Un salarié reconnu handicapé peut, dans certains cas, partir à la retraite dès 55 ans et toucher une pension calculée au taux plein. Ce dispositif s’adresse aussi bien aux salariés qu’aux fonctionnaires ou aux indépendants, à condition de remplir deux critères précis : justifier d’une durée minimale d’assurance et de cotisations, et présenter un taux d’invalidité suffisant. Concrètement : la retraite anticipée pour inaptitude s’ouvre à ceux qui cumulent ces deux exigences, sans exception.Avertissement : Le Parlement débat actuellement d’un projet de loi visant à instaurer un système universel de retraite. Les règles pourraient prochainement évoluer.
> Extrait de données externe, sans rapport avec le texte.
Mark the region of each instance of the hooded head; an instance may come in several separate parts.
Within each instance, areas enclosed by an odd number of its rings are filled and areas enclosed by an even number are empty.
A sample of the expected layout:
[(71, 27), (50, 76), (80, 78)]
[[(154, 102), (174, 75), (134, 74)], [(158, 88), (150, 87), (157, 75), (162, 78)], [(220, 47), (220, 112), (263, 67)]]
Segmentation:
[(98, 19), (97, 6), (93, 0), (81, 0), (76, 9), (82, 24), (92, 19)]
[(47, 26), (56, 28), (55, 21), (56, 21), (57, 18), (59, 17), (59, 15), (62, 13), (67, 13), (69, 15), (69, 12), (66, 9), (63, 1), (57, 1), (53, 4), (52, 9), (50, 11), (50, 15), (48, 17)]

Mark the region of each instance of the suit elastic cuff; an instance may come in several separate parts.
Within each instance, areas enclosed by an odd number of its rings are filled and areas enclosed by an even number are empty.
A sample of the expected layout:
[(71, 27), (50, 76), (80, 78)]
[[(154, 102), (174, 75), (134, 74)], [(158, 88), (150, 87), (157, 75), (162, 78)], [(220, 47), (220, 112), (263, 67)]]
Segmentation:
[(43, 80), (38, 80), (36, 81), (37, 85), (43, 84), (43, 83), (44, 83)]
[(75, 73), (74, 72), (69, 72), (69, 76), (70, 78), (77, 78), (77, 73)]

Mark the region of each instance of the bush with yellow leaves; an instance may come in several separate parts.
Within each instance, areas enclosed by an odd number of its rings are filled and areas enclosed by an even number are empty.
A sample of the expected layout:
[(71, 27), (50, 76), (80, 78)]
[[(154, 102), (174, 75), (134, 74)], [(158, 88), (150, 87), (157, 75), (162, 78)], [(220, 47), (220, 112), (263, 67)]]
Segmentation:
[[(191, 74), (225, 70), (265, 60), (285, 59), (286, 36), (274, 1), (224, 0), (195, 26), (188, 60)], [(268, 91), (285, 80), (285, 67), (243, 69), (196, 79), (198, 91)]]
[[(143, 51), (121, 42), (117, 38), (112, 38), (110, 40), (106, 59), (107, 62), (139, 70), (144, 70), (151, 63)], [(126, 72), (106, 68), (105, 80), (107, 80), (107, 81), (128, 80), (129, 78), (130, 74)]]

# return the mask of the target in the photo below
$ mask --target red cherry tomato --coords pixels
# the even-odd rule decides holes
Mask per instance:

D’ici là, ce qui suit reste valable.

La durée d’assurance exigée

Depuis la reconnaissance de l’invalidité, il faut justifier d’un certain nombre de trimestres validés auprès de la Sécurité sociale, tous régimes de base confondus. Mais attention : il ne s’agit pas seulement d’avoir été affilié, une partie de ces périodes doit avoir donné lieu à des cotisations effectives.

La durée exacte à accomplir varie selon l’année de naissance et l’âge de départ choisi. Pour clarifier, voici les paramètres pris en compte :

  • L’année de naissance du demandeur,
  • L’âge précis auquel il souhaite partir à la retraite.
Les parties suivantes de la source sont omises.